Plainly David Blunkett wants to reduce the prison population. Sometimes he says so and next week's white paper will spell out ways to create sentences to let more prisoners out on electronic tags. He knows prison doesn't work and would like to create a prison system that does, housing only essential cases with capacity to treat them intensively. Since most crime is committed by those who have already been arrested before, the failure of the entire criminal justice system to alter the trajectory of people's lives is so expensive the chancellor should refuse more money until prison is used effectively: at £25,000 a year per prisoner, the budget should be cut. The home secretary may know prison is worse than useless, but what he does not know, like Jack Straw before him, is how to stop himself causing prisons to fill every time he panders to the Daily Mail.

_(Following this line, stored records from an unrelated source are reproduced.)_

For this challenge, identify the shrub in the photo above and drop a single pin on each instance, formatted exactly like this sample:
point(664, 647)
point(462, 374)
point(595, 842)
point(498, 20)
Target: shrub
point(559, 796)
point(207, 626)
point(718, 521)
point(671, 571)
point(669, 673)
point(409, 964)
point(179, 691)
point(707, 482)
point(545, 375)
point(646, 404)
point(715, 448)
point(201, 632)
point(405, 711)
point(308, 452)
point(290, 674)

The previous head of the Home Office research department used to keep a graph he had privately drawn up on his wall. It plotted the speeches home secretaries made and the direct effect on the prison population. So when Douglas Hurd released some petty offenders from prison and barked out his wish to keep prisons only for serious offenders, the judges listened and gave lighter sentences: the prison population fell. But within a month or two of Michael Howard's infamous "Prison Works" speech, jail numbers climbed steeply and they have soared ever since under Labour rhetoric.
What politicians say usually matters little, but what a home secretary says matters a great deal because judges and magistrates take their cue from his words. So Blunkett has panicked over his cannabis law relaxation and promised to double the sentences for dealers, the courts will now lock away a bunch of relatively harmless small timers: those who might have got one year will now get two or three for no good purpose.
Similarly when Lord Woolf, lord chief justice, thoughtlessly said all mobile phone thieves should serve five years automatically, sentences got harsher. If Blunkett genuinely wants to release wasted money from incarceration to spend on treatment, he has to keep telling the courts that prison doesn't work, whatever the tabloids say. He has to start telling the public what might work.